Ника беспомощно оглянулась. На пустой улице копались куры и в тени кошмарного заборчика рыла копытами яму белесая коза, вздымая клубы пыли. Посмотрев на Нику гадким желтым глазом, мемекнула и улеглась, складывая в ямке передние ноги.

Тяжело вздохнув, Ника шагнула к калитке, встала на цыпочки, заглядывая через забор. В просветах кустов с развешанными на них серыми рваными тряпками виднелся домик подстать забору. Сложенный из старого камня вперемешку с кривыми досками, щерил рассохшуюся дверь, слепо блестел окошками в мутных разводах. Одно окошко было заткнуто древними мужскими брюками, и ветерок колыхал свешенную вниз штанину.

Как хорошо, что я не взяла Женьку, подумала Ника, вспоминая, как тот ревел и просился с мамой. И она обещала ему: честно-честно, вот скоро приеду и заберу тебя на море.

— Тебе чего?

Из-за угла домишка вышла старуха, выпрямилась, став чуть больше чем угол в девяносто градусов и приложила к седым лохмам костлявую руку, защищая глаза от солнца.

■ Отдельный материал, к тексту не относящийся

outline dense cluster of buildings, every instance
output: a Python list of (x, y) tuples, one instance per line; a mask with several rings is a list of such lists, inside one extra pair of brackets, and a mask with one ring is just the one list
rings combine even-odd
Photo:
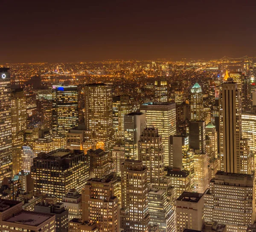
[(0, 68), (0, 231), (253, 231), (245, 67), (182, 88), (156, 78), (139, 99), (102, 83), (12, 89)]

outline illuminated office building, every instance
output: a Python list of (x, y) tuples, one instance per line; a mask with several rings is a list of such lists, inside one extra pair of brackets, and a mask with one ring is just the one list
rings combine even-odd
[(68, 220), (82, 218), (82, 195), (75, 189), (70, 190), (63, 197), (62, 203), (68, 210)]
[(189, 136), (171, 136), (169, 138), (169, 167), (187, 169), (186, 158), (189, 149)]
[(0, 68), (0, 183), (12, 175), (11, 78), (9, 68)]
[(38, 203), (34, 207), (35, 212), (46, 213), (55, 215), (56, 221), (56, 232), (68, 232), (68, 210), (65, 209), (63, 203), (49, 204), (47, 198), (44, 200), (44, 204), (42, 202)]
[(87, 85), (85, 129), (95, 134), (96, 148), (108, 151), (113, 136), (113, 108), (111, 86), (103, 83)]
[(120, 172), (121, 164), (125, 161), (125, 144), (123, 140), (120, 139), (115, 143), (111, 151), (114, 163), (114, 170), (117, 173)]
[(220, 151), (221, 170), (225, 172), (250, 174), (249, 154), (242, 138), (241, 101), (237, 84), (225, 76), (219, 99)]
[(228, 232), (246, 231), (255, 220), (255, 195), (254, 175), (218, 171), (204, 194), (204, 219), (225, 224)]
[(121, 96), (121, 103), (118, 106), (118, 133), (119, 139), (125, 138), (124, 116), (132, 111), (132, 105), (128, 96)]
[(177, 232), (189, 229), (202, 231), (204, 219), (204, 193), (184, 192), (176, 201)]
[(118, 229), (115, 176), (89, 179), (82, 190), (82, 221), (98, 223), (100, 232), (116, 232)]
[(55, 232), (55, 215), (22, 210), (23, 203), (0, 200), (1, 231)]
[(95, 150), (92, 149), (88, 150), (86, 161), (90, 164), (90, 178), (100, 178), (115, 171), (111, 153), (105, 152), (99, 148)]
[(52, 134), (65, 135), (78, 124), (76, 86), (52, 86)]
[[(57, 135), (52, 137), (54, 144), (53, 150), (66, 149), (67, 148), (67, 139), (65, 135)], [(82, 149), (77, 149), (81, 150)]]
[(205, 134), (208, 136), (211, 140), (211, 151), (209, 152), (211, 156), (210, 160), (212, 160), (214, 158), (218, 158), (218, 135), (216, 131), (216, 127), (212, 123), (209, 122), (205, 127)]
[(159, 232), (174, 232), (175, 211), (164, 190), (152, 189), (148, 192), (150, 224), (159, 225)]
[(120, 227), (128, 232), (149, 231), (148, 168), (142, 161), (126, 160), (121, 172)]
[(207, 153), (196, 150), (193, 156), (194, 191), (203, 193), (208, 187), (208, 159)]
[(82, 151), (58, 149), (40, 153), (34, 158), (31, 169), (34, 190), (61, 201), (71, 189), (81, 192), (88, 178), (88, 169)]
[(36, 100), (36, 116), (44, 127), (52, 128), (52, 103), (51, 100), (42, 98)]
[(191, 90), (190, 120), (200, 121), (203, 117), (203, 93), (201, 87), (196, 83)]
[(139, 160), (148, 168), (148, 181), (160, 186), (163, 178), (163, 149), (162, 137), (154, 126), (144, 129), (138, 142)]
[(114, 135), (118, 135), (118, 107), (121, 104), (121, 96), (113, 98), (112, 109), (113, 117), (113, 130)]
[(25, 173), (30, 173), (30, 167), (33, 166), (33, 159), (35, 157), (34, 151), (29, 147), (22, 147), (20, 170), (23, 170)]
[(12, 160), (15, 160), (12, 164), (12, 175), (17, 174), (22, 170), (21, 169), (21, 147), (13, 147), (12, 148)]
[(166, 80), (156, 80), (154, 83), (154, 101), (167, 102), (169, 99), (169, 86)]
[(41, 152), (47, 153), (54, 150), (54, 141), (49, 139), (38, 139), (32, 143), (35, 157)]
[(12, 135), (13, 146), (23, 145), (26, 129), (26, 96), (21, 89), (12, 92)]
[(125, 154), (125, 157), (138, 159), (138, 141), (143, 130), (146, 127), (146, 115), (132, 112), (124, 117)]
[(189, 122), (189, 147), (195, 150), (200, 150), (206, 153), (205, 143), (205, 122), (204, 121)]
[(167, 102), (148, 102), (140, 106), (140, 112), (146, 114), (147, 125), (158, 129), (162, 136), (164, 152), (164, 164), (169, 165), (169, 136), (176, 132), (176, 105)]
[(78, 218), (73, 218), (69, 222), (68, 231), (69, 232), (99, 232), (98, 224), (88, 221), (82, 222)]
[(171, 180), (171, 186), (175, 188), (178, 197), (184, 191), (192, 191), (191, 176), (188, 171), (173, 168), (168, 172), (166, 177)]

— Э… это номер сорок? — с надеждой на отрицательный ответ спросила Ника. И поспешно добавила, — здрав-ствуйте…

— Ну, сорок, — хмуро ответила бабка и подошла ближе, давая Нике вдоволь налюбоваться вылинявшей черной юбкой и старой мужской рубахой с разнокалиберными пуговицами.

— Тебе чего? — снова повторила гостеприимная хозяйка прибрежного дворца.

— Я…

— Жилье что ли ищешь? — по голосу было слышно, она и сама в это не верит.

Убрав ото лба руку, старуха вынула из обвисшего кармана тряпку и стала вытирать ладони.

Какое-то тряпичное царство, с отчаянием подумала Ника и поспешно открестилась:

— Нет, нет, не ищу. Не жилье. Я вот… А Федор? Тут?

Старуха повесила тряпку на куст смородины и, свирепо топнув, погнала лохматую собачонку, гремящую цепью.

— Чтоб тебя! Уди, зараза паршивая!

И уже с интересом уставилась на Нику через забор. Та переложила бутылку из одной руки в другую. Переминаясь, ждала.

— Федька-то? — хозяйка воздела клочкастые мужские брови, — та чего ж тебе Федьку? Где ему быть, собрал бутылки с-под водки и пошел в магазин, сволочь такая.

Гремя калиткой, распахнула ее, явив Нике покосившуюся собачью будку, с набросанным на нее тряпьем.

— Опять нажрется. Кажин вечер одно и тож.